What process does SOTT go through to reprint articles?

yoyos

The Force is Strong With This One
tl;dr: How does SOTT reprint articles without copyright infringement worry?

I have a blog and want to do something similar to what SOTT does. I want to take news articles I find on the web and reprint them on my blog. It's hosted on Medium and has some neat features such as contextual note annotation, highlighting, and commenting. Wanted to try and see what would happen if I invited "the crowd" to annotate the articles that I reprinted on my blog.

I guess my main concern is that I'll be sued by the authors of the articles or by the news organizations they are writing for.
 
Can you provide a link to your blog?
 
Yes I can, but it's rather empty (2 posts) as I'm trying to figure out how to create, build, and ultimately materialize the vision I have. You can see what I have in mind with respect to my project on my website www.citizenscafe.com. There's a link to the blog on the site, but here's a direct link as well https://medium.com/real-social-post.

But this is where it gets a wee bit more complicated and more details are needed to fully explain, not sure if you are interested, so I'll keep it short. If you want the full story I'll be happy to lay it all out here. Just ask :)

The "Real Social Post" blog I linked above is hosted on Medium and they allow users to create 'Publications'...which is exactly what the "Real Social Post" is. I want to create another publication called "The People’s Investigation Feed" (which I've already actually created here: https://medium.com/the-people-s-investigation-feed), but as you can see that one is really empty (0 posts). That's the one I wanted to use for my idea of reprinting news articles and doing the annotation bit.

There's a lot more I could say about me and my idea and how I got to doing this, but not sure if that is of interest or relevant for you. If it helps you answer my question I'm certainly more than willing to share.
 
You might not be able to do what SOTT does as a registered non-profit.

See the about sott page here:

http://www.sott.net/page/1-About-Sott-net

Where you will read about sott's non-profit purpose:

The raison d'être for SOTT's fully reproduced non-original content collection is something that makes us a bit different.

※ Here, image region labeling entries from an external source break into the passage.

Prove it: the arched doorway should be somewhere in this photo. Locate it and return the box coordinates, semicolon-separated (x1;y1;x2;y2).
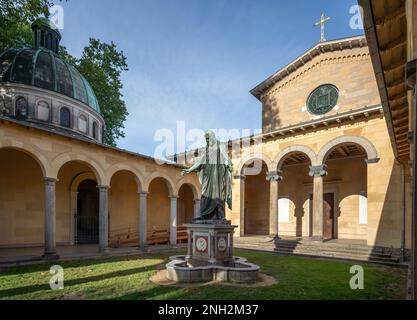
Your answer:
242;159;270;235
323;142;367;240
109;170;140;247
56;160;100;245
75;179;99;244
146;177;171;244
278;151;312;237
177;183;194;227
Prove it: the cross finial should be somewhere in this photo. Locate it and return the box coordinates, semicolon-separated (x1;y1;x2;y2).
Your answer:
314;13;331;42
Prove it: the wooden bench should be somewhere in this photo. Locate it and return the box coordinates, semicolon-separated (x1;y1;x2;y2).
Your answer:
177;226;188;243
147;227;169;244
109;227;139;248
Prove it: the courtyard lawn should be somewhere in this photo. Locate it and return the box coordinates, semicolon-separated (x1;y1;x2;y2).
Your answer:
0;250;407;300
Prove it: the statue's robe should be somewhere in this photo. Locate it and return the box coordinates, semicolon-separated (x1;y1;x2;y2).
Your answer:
190;140;232;220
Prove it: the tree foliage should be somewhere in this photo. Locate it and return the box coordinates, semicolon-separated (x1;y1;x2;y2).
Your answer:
0;0;53;52
60;38;128;146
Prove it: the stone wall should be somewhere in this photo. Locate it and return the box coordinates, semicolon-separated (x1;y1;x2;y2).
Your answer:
262;46;381;132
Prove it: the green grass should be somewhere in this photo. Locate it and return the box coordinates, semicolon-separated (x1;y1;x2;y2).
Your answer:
0;250;407;299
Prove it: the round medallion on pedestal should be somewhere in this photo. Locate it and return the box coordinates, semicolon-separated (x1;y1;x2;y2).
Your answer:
195;237;207;251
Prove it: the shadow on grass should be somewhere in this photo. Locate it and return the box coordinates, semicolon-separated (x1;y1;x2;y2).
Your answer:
0;263;160;298
113;285;189;300
0;251;178;276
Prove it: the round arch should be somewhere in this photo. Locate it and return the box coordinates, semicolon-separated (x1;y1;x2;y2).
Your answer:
0;140;51;178
70;172;97;192
274;145;317;170
104;163;145;192
52;152;107;186
236;152;274;175
142;172;178;197
315;136;379;165
175;176;201;199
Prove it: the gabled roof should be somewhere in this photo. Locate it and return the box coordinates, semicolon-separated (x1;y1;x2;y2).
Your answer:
250;35;367;100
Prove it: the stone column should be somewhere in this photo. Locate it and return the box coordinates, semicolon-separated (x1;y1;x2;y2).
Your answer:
194;199;200;218
234;175;246;237
309;164;327;240
98;186;109;252
44;178;57;258
169;196;178;245
139;191;148;247
266;170;282;236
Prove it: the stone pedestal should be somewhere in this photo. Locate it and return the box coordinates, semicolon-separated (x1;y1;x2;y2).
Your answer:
185;221;237;267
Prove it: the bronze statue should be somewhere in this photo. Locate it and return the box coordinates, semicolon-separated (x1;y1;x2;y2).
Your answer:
181;131;233;223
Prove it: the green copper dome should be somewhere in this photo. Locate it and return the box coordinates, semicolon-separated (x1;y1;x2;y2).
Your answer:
0;48;100;112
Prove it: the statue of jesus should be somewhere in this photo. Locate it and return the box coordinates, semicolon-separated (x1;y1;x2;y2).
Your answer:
181;130;233;223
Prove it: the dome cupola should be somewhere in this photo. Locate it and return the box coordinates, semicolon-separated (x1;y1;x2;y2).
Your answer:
32;18;61;54
0;18;105;142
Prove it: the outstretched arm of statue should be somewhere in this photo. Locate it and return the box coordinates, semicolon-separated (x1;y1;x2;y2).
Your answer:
181;161;201;176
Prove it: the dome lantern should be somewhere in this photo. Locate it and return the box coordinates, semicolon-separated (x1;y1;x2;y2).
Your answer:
32;18;61;54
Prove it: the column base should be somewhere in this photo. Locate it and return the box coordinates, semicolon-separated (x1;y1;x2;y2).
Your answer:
98;248;109;254
310;236;323;242
42;252;59;260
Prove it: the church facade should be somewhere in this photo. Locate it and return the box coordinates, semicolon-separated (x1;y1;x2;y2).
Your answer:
0;19;200;257
229;36;410;250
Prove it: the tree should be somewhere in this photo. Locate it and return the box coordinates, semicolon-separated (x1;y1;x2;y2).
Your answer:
60;38;128;146
0;0;53;52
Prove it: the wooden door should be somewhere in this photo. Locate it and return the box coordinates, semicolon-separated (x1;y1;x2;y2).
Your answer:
323;193;334;240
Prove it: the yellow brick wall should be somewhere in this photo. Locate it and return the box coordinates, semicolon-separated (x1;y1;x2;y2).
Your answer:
0;149;44;246
227;116;409;248
262;47;380;132
177;184;194;226
147;179;171;232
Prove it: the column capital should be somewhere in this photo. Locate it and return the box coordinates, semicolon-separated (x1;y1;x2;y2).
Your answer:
266;170;282;182
365;158;380;164
308;164;327;177
43;177;58;184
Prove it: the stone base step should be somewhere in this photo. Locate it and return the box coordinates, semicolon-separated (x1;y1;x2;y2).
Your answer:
234;236;400;265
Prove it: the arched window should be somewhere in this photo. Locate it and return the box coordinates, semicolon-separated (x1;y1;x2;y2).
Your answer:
46;33;52;50
37;101;49;121
16;97;28;119
93;121;98;140
41;30;45;47
59;107;71;128
0;96;6;116
78;114;88;133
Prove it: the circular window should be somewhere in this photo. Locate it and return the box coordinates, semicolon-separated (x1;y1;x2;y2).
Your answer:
307;84;339;115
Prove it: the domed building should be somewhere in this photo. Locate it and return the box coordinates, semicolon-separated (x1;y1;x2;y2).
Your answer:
0;18;200;264
0;18;104;142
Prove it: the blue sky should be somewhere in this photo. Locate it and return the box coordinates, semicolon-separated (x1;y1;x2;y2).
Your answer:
57;0;363;155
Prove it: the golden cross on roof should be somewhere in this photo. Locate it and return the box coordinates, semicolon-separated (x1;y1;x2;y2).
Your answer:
314;13;331;42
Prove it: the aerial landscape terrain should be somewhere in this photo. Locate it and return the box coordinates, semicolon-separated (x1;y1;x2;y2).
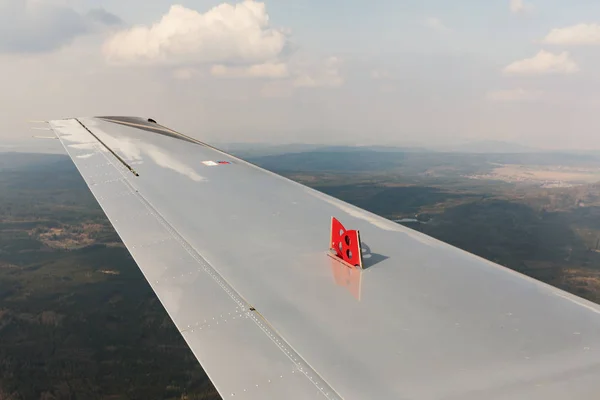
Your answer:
0;147;600;400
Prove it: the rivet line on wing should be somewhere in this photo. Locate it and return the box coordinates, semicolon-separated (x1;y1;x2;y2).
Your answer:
117;181;341;400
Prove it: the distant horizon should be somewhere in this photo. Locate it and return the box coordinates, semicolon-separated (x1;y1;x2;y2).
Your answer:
0;137;600;155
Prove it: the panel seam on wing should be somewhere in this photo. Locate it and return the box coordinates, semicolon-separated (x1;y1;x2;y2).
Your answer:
125;179;342;399
53;119;342;399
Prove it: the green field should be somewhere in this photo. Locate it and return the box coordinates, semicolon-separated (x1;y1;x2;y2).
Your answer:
0;150;600;400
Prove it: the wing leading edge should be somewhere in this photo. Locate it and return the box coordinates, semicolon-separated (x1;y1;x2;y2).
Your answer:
50;117;600;400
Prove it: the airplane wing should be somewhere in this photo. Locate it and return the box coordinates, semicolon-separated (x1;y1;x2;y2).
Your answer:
50;117;600;400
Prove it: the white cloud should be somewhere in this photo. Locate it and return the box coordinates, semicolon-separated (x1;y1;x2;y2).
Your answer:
293;57;344;88
423;17;450;33
104;0;287;64
504;50;579;75
173;67;204;81
509;0;533;14
485;88;544;102
210;63;290;79
0;0;121;53
543;24;600;45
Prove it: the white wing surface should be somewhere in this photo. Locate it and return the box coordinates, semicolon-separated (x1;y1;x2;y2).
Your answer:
50;117;600;400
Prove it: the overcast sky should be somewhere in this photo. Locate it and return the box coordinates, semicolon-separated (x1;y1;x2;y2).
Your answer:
0;0;600;149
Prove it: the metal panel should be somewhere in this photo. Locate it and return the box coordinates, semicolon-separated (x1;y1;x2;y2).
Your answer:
48;118;600;400
51;121;338;399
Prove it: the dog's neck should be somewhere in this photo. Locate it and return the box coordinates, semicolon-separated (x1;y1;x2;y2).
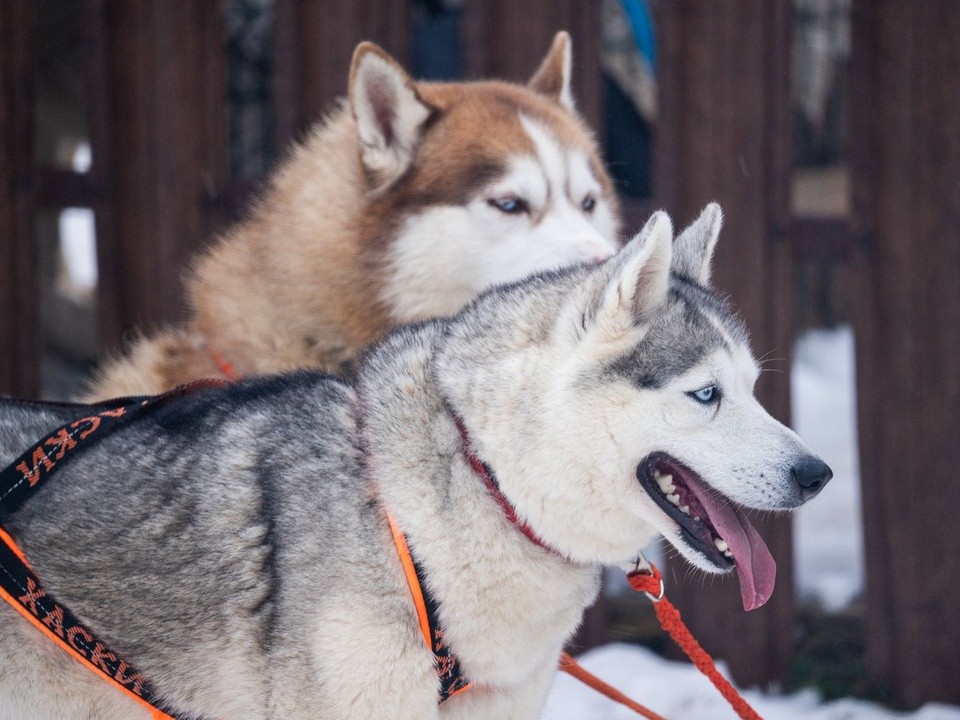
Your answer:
359;324;599;683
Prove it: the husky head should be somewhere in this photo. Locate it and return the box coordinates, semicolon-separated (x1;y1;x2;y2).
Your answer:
349;32;619;322
437;205;831;609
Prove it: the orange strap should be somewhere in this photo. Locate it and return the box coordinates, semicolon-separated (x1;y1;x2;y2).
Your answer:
560;653;664;720
384;512;433;648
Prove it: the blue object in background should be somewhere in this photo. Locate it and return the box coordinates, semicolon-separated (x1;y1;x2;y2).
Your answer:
621;0;657;74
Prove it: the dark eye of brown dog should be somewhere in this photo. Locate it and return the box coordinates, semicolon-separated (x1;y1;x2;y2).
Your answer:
487;195;530;215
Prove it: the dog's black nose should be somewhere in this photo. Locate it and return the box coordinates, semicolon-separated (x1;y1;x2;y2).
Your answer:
790;455;833;502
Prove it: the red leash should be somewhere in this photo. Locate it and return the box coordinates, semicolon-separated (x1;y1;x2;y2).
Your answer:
627;564;763;720
210;350;763;720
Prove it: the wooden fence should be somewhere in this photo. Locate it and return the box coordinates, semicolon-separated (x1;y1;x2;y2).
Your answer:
0;0;960;705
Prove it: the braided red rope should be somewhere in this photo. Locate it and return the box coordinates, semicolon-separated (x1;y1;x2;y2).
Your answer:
627;564;763;720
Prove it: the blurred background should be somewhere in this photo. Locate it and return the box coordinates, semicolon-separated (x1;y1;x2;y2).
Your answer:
0;0;960;708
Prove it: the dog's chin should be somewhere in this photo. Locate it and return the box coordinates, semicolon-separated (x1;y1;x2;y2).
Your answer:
637;452;736;573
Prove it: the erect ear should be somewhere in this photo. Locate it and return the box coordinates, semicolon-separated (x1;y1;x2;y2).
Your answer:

We notice that a lot of material disappears from the web, and we database full articles for a particular purpose: analyzing the "energetic flows". We have considered just databasing complete articles and making SOTT private, but as a non-profit organization, we are required to make the results of our work available to the public for free.

We have analysis systems that are tied to our database, and that is part of our scientific work - rather like counting photons that hit a detector. We are also working on an interactive history/current events timeline program as well as a mapping system. We would not be able to do any of that without the material we have in our database.

Thus, the reason for our inclusion of complete articles from other authors is rather specific, and is essential to make Sott.net what it is!

You can also read our Fair Use Notice here:

http://www.sott.net/page/10-FAIR-USE-NOTICE

Where you will read:

Pursuant to the U.S. Copyright Act as amended, the rights granted by copyright are limited by the doctrine of fair use as codified at 17 U.S. Code Section 107, including use for criticism, comment, news reporting, teaching, scholarship, and research, all of which are germane to the fair use by Sott.net.
 
Laura, thank you for your response. I did read the about sott page earlier and assumed that the non-profit status and clarification that the site is used as an experiment is what enabled the articles to be reprinted. The link to sott's fair use statement makes it that much more clearer and your response validates my assumption as well. Thank you for that! I really appreciate the quick response :)

I have a lot of thinking to do now as this whole legal realm of copyright is something I did not take into consideration when thinking about my idea.
 
If you use other people's work as a springboard to comment yourself, then I'm pretty sure you have fallen within the guidelines of fair rights and thus allowed to reproduce the material, but always link to the original article.